Semula SK Kemenkumham tersebut diberikan kepada Partai Hanura kubu Oesman Sapta Odang.
Namun, pemberian SK itu saat partai yang berdiri pada 2006 itu mengalami konflik internal.
Sejumlah politisi Partai Hanura di kubu Daryatmo termasuk Sekretaris Jenderal Partai Hanura, Syariffudin Sudding tidak tercantum di SK itu.
Hal ini, karena Sudding diberhentikan oleh OSO.
Baca: Orang Superkaya Dunia George Soros Sebut Facebook dan Google Ancaman Terbesar bagi Demokrasi
Nah, Yasonna akan merevisi SK itu dengan syarat kedua kubu yang bertikai segera melakukan rekonsiliasi.
Menurut dia, kedua kubu itu akan berkoordinasi membahas sejumlah hal termasuk kepengurusan.

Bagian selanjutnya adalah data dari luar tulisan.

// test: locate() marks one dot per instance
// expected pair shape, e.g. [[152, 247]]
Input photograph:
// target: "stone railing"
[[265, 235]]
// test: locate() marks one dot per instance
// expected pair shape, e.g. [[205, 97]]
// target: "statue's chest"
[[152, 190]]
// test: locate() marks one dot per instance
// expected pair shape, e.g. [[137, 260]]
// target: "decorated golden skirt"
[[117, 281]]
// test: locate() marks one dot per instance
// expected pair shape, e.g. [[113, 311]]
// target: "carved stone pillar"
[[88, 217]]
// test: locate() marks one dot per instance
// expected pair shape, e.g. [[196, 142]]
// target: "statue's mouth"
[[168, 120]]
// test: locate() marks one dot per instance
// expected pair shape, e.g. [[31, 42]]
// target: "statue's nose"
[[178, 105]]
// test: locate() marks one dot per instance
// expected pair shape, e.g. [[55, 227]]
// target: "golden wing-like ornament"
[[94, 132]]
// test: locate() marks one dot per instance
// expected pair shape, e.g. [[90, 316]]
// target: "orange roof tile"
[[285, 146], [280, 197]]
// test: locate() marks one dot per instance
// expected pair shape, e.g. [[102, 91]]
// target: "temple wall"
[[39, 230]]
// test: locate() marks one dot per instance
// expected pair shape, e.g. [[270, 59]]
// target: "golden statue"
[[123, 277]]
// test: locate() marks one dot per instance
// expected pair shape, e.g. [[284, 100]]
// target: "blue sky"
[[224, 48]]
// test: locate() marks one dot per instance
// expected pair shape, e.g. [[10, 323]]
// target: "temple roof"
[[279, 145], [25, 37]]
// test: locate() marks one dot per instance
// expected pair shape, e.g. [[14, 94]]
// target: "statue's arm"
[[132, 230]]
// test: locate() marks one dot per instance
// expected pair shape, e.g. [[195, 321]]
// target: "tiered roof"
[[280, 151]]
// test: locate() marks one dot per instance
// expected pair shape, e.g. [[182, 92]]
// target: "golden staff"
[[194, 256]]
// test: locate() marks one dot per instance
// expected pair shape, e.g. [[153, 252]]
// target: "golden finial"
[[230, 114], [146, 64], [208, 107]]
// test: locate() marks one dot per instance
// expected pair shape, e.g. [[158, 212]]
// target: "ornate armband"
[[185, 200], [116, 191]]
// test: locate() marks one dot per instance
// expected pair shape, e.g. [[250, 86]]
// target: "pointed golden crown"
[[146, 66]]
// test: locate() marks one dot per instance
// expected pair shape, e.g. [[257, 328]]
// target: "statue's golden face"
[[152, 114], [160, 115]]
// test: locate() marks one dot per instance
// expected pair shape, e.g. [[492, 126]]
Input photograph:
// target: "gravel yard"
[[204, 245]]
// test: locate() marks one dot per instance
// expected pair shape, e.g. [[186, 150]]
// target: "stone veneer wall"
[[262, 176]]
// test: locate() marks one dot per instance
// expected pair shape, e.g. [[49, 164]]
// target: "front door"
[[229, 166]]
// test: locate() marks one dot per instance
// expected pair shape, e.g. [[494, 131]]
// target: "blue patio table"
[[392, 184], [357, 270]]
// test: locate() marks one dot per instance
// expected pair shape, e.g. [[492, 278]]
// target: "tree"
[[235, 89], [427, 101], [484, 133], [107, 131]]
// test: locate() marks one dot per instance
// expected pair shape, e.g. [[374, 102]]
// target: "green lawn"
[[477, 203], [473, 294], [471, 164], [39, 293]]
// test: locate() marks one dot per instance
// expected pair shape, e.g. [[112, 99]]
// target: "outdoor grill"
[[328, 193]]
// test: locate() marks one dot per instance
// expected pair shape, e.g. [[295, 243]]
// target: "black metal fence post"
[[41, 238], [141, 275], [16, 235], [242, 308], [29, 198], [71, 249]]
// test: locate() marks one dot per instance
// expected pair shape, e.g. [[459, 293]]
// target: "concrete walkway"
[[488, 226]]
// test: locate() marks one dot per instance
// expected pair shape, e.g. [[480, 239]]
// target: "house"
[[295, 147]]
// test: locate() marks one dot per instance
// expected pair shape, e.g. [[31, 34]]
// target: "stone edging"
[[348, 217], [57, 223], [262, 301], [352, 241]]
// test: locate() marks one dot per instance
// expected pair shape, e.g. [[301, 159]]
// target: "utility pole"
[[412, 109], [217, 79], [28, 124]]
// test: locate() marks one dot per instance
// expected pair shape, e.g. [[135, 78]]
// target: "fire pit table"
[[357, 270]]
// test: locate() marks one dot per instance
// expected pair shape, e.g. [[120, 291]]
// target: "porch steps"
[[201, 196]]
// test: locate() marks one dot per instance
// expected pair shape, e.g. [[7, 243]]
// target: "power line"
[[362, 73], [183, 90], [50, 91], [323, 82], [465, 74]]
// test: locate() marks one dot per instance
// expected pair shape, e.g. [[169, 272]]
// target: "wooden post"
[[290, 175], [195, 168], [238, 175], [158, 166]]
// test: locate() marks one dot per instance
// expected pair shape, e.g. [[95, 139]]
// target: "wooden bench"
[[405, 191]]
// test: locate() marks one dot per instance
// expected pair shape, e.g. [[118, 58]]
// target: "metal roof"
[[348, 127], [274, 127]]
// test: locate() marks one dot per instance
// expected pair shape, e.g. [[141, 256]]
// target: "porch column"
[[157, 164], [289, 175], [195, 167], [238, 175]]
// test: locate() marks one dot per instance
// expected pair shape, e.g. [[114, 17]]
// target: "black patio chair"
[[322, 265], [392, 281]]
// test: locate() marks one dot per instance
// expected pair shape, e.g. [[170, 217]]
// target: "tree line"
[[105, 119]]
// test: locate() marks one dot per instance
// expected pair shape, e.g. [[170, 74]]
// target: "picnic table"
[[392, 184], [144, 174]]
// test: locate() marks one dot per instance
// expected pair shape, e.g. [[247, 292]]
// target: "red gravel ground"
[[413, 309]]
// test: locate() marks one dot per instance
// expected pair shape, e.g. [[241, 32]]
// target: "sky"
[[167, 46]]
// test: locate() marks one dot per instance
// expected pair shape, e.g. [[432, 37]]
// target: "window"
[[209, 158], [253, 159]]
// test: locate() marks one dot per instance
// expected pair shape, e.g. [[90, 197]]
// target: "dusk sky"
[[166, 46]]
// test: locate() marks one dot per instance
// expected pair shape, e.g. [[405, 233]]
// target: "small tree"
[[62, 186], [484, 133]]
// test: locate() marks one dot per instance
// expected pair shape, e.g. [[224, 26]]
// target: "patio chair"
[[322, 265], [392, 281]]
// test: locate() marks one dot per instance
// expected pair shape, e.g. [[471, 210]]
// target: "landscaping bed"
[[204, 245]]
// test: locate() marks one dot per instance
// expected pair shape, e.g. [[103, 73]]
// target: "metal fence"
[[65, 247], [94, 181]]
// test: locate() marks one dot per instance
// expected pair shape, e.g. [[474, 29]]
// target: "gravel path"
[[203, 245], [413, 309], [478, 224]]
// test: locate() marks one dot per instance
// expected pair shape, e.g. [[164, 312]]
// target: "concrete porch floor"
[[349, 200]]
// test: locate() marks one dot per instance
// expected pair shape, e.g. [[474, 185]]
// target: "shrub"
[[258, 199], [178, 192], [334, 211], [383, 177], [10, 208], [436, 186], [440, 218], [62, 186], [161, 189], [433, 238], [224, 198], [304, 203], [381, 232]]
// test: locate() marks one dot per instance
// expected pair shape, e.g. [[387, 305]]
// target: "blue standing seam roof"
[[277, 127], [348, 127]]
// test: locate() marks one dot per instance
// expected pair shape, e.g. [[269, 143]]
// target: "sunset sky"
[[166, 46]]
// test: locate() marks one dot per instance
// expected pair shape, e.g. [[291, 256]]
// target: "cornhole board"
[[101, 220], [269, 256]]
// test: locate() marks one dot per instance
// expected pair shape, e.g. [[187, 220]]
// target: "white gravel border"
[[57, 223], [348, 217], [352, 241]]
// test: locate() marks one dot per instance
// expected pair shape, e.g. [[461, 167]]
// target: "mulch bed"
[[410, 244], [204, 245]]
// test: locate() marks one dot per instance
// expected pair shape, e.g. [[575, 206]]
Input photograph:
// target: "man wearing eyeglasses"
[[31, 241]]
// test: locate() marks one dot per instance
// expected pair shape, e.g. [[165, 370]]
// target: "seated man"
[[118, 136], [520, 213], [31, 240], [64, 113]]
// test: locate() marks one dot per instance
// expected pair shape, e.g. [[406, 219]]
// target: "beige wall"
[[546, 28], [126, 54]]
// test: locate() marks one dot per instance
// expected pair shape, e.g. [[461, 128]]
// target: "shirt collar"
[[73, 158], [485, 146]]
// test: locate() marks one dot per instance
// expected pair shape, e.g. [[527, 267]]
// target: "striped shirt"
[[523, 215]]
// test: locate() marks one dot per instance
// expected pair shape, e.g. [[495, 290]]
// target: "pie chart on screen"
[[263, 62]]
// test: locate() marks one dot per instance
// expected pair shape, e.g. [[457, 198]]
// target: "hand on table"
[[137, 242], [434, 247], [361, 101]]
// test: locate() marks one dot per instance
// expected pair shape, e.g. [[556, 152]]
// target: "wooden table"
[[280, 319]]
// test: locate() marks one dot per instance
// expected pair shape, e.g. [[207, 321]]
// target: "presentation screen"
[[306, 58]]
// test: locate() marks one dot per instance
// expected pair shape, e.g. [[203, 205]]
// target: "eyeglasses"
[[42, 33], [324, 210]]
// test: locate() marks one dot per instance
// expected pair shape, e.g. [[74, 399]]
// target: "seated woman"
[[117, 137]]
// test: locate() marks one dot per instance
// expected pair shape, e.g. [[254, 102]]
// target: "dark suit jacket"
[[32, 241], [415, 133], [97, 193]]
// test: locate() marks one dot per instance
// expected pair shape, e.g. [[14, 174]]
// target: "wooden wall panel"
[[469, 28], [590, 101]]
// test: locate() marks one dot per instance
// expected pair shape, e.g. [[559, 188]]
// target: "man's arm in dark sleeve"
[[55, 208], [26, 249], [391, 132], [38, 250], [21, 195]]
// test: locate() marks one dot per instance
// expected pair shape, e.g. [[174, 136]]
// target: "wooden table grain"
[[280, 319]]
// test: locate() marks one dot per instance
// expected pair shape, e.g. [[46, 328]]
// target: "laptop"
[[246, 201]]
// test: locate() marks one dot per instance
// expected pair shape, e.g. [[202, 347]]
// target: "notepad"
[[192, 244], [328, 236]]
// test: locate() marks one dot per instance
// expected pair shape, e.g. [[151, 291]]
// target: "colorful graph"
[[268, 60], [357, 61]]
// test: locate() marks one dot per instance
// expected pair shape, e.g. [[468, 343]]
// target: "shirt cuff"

"Nanti mereka akan duduk bersama tentu ada revisi dan lain-lain. Kami harapkan begitu. Dari hasil rekonsiliasi," ujar Yasonna, ditemui di Kantor Kemenkumham, Jakarta, Jumat (26/1/2018).
Sebelumnya, Wakil Ketua DPP Partai Hanura kubu Daryatmo, Sudewo, menilai Surat Keputusan (SK) Kementerian Hukum dan HAM tentang restrukturisasi, reposisi, dan revitalisasi pengurusan DPP Partai Hanura masa bakti tahun 2015-2020, dengan nomor M.HH-01.AH.11.01 Tahun 2018 yang diberikan kepada Partai Hanura kubu Oesman Sapta Odang, cacat hukum.
Menurut dia, SK Kemenkumham tersebut dikeluarkan berdasarkan atas surat Dewan Kehormatan Partai Hanura.
Di dalam surat itu, kata dia, disebutkan tidak ada konflik di partai yang berdiri pada 2006 tersebut.
Atas dasar SK Kemenkumham itu, lalu, Komisi Pemilihan Umum (KPU) berpedoman pada partai politik yang terdaftar di Kemenkumham dalam melakukan verifikasi.
Hal ini pula yang akan dilakukan ketika memverifikasi Partai Hanura, yang sedang terpecah.